赤俄,卡雷托小站。


    一個小時後,工裝男再次來見鮑裏斯。


    在辦公室門口,遇上正好從裏麵退出來的老站長維克多。


    維克多一臉沮喪,又帶著些許憤憤,小心的關嚴房門,對著房門狠狠啐了一口。


    抬頭卻看到了詫異的工裝男,維克多露出些許驚懼,隨即又感覺尷尬,慌忙將工裝男拉到一旁。


    “你怎麽又來了?”


    工裝男也沒想到撞見這副情況,也覺得有些尷尬,但對老站長的問題,不知如何回答才好,隻能敷衍道:


    “那個,鮑裏斯同誌看得起我,與我搭夥作了點小生意,站長同誌,請您千萬不要說出去啊……”


    回頭看了眼緊閉的房門,維克多有些悻悻:


    “說出去?幹嘛要說出去,誰不想過得好點。這種好事,這頭蛀蟲都不想著我……”

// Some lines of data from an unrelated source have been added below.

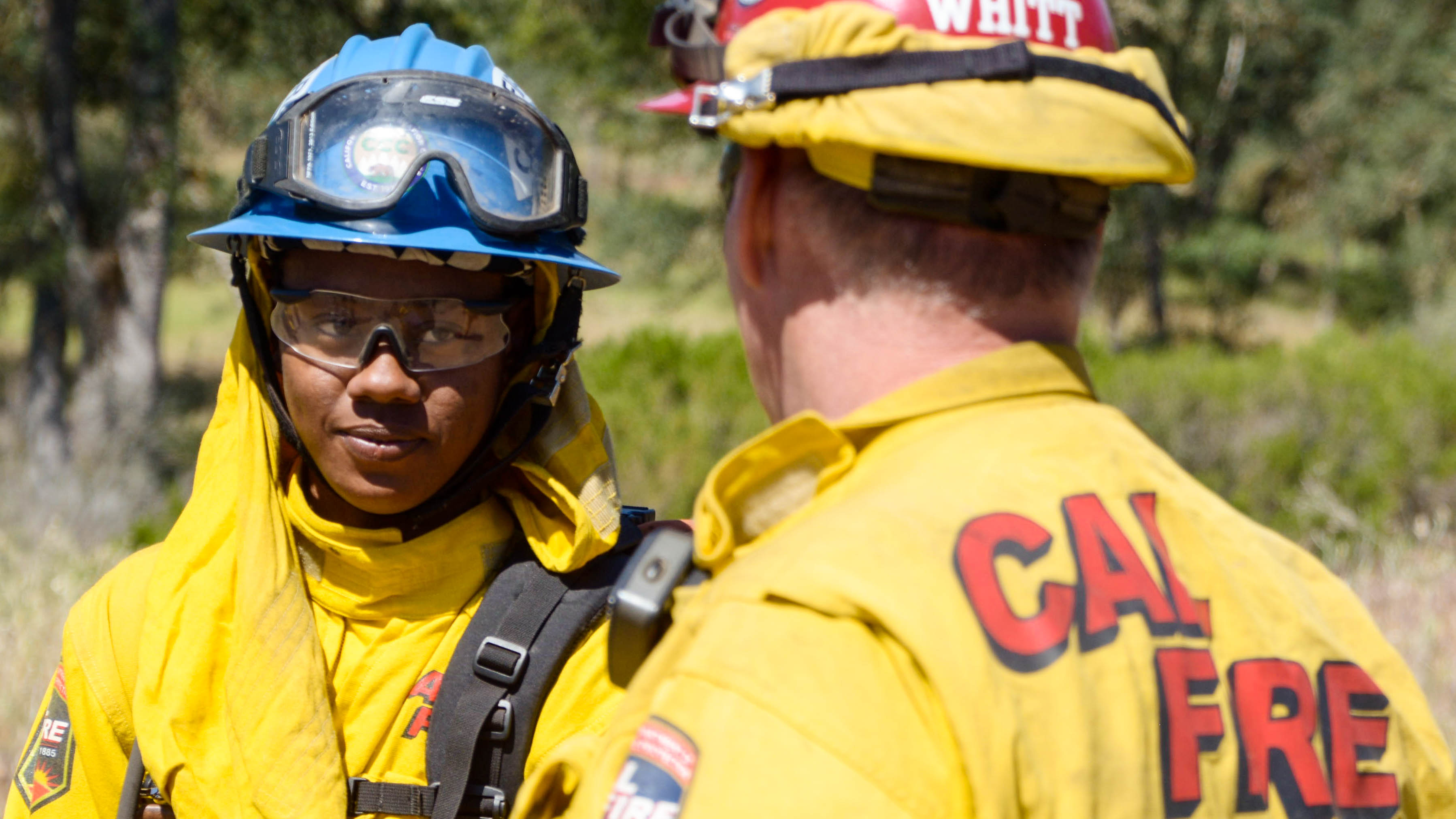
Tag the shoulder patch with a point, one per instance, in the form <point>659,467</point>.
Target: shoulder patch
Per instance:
<point>44,773</point>
<point>654,779</point>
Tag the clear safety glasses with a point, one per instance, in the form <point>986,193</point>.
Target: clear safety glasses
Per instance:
<point>357,147</point>
<point>427,334</point>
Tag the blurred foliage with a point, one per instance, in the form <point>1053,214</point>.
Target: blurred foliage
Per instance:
<point>1324,139</point>
<point>1346,444</point>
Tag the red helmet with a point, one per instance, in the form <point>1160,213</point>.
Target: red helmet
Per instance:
<point>698,30</point>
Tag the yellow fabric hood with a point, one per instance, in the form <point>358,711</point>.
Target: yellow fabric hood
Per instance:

    害怕上級在這個事上糾纏,工裝男急忙詢問起剛才的事,鮑裏斯究竟幹了什麽,才讓老站長如此憤怒。


    提起這個,老站長維克多長長的歎口氣:


    “我親戚病了,尋思搭鮑裏斯的車回一趟赤塔,也算是請個假休息幾天。沒想到,這頭sh主義蛀蟲,吃我的,喝我的,卻立即翻臉,死活不答應。該死的混蛋,我要向警員同誌舉報他,舉報,舉報……”


    一聽“舉報”,把工裝男嚇得渾身一哆嗦,雖知道老站長維克多不過是氣話,但萬一呢?要是鮑裏斯真被警員給抓了,什麽生活作風問題倒是小事,可他們“大伊萬”小組幹的可是要吃槍子的活,到時候自己可就小命不保了。


    雖說那個華國惡魔保證過,隻要自己配合,就能幫自己處理幹淨所有事情,甚至可以將他帶去華國重新生活。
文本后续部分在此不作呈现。